Enzo Traverso (1957-)

更新日記2025.12.13
 前回につづき、残念にも、リサーチ洩れとなっていた一冊。
『アウシュヴィッツと知識人: 歴史の断絶を考える』 宇京頼三訳 岩波書店 2002.1

 『マルクス主義者とユダヤ問題: ある論争の歴史(1843-1943年)』(宇京頼三訳 人文書院 2000.6)を読んでから、この著者エンツォ・トラヴェルソの数冊にあたることにした。
 いちばん読みやすいのは『全体主義』 (平凡社新書)だったが、著者の力量を発揮してはいるものの、これは、よくある教養書のひとつだ。
 『ユダヤ人とドイツ 「ユダヤ・ドイツの共生」からアウシュヴィッツの記憶まで』(宇京頼三訳 法政大学出版局 1996)は、一読し、参考文献としてコピーもとっていたことを思い出す。

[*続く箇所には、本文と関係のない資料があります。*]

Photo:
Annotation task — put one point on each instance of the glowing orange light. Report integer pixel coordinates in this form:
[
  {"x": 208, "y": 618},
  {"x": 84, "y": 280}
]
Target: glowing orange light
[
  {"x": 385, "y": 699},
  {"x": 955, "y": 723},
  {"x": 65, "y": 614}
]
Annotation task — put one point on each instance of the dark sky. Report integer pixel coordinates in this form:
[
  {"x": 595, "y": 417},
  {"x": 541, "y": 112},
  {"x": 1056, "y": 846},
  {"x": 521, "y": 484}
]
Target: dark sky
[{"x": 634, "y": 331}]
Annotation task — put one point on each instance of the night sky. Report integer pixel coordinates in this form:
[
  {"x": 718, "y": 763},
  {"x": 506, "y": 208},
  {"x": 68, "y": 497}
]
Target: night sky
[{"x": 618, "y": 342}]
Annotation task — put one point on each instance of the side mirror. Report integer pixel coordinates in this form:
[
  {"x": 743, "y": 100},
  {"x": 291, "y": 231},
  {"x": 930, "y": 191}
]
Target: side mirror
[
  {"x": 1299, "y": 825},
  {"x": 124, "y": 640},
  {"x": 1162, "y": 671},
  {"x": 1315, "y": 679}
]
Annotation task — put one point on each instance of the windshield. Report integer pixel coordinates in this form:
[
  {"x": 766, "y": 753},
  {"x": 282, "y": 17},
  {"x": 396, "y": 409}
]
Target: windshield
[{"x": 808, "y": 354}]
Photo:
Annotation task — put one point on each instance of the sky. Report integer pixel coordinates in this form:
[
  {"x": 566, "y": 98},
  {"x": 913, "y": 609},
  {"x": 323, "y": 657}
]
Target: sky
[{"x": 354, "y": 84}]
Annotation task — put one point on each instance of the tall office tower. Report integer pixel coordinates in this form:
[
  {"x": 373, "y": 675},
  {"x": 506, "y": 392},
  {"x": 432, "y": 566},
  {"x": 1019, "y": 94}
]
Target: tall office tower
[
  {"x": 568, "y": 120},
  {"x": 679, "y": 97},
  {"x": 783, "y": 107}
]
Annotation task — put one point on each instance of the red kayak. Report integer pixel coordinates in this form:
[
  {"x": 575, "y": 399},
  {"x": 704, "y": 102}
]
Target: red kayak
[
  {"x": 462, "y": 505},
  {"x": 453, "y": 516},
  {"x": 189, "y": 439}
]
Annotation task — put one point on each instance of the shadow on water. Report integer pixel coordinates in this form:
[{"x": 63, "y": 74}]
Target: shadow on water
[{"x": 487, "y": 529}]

 この『アウシュヴィッツと知識人』も、有益であり、大いに利用することが出来たと想えるのだが、それと同時に、どうも物足りない感覚がつきまとうことが気になった。


 まずは長所について述べておこう。前半の、マックス・ウェーバーからカフカ、ベンヤミンへの影響を跡づけるところ。見事に蒙を啓かれた。途中は跳ばして、後半の、ドワイト・マクドナルドの転変については、多くを教えられた。というより、端的に、こちらが無知だったのだ。98年版『北米探偵小説論』の、アメリカ・マルクス主義者に関する考察は、不充分なものだった。それはともあれ、D・マクドナルドと対比して論じられるサルトル批判もしごく正当なものだ。
 
 ただ、全体としての印象になると、部分的に凹凸が感じられる。じつによく調べて配列されているのだが、深みに欠けるところは少なくない。これは「アウシュヴィッツと知識人」というテーマの巨大さ(二〇世紀全体から人類史全般まで思索はとめどなく拡大していく)によるもので、著者の力不足を示すものではない。むしろ、無謀なほどの挑戦を賞賛すべきだろう。

 まあ、著者への評価は、べつの機会にゆだねる。
 とりあえず、不満をいっておきたいのは、翻訳書としての姿勢についてである。
 もう少し丁寧な本造りを出来なかったのか。原注の引用書目がすべて日本語表記になっている。便利なようだが、これだと、原著のありかをたどりにくい。それに、邦訳があるのかないのかの注記も(一部しか)ないので、参考にするには限界がある。
 索引もつけるべきだろう。
 その他、細部で疑問点が残るところがいくつか。翻訳の不備か、原著自体の論述不足か。精読すれば、もっと出てくるかもしれない。
 おびただしい引用があり、それも分節化されたものが主要なので、著者がそれらをどう構成(加工?)しているのか、解釈しにくい。著者の文体(スタイル)の一環として受け取るしか読み取りようのないところが多い。しかし、引用(引用された諸家の見解、もしくはその思想傾向)と、引用する著者の思考とは、必ずしも、統一性をもって表出されているわけではない。要するに、著者が自分の文体に都合のいい抜き書きを強行しているようにも読めてしまう部分については、疑問点を留保せざるをえないのだ。
 訳者は、この点で、著者の博引旁証を綿密にチェックしていない、と明かしている。そもそも、それは不可能だった、と暗に告白したような具合だ。訳者はトラヴェルソの専任ともいえ、また、ロベール・アンテルム(本書でも重要な役割りを示す)の唯一の著作『人類』の翻訳者でもある。アウシュヴィッツ(という壮大なテーマ)についての熱烈さは疑うべくもない。
 そう考えると、余計に不満が嵩じてしまう。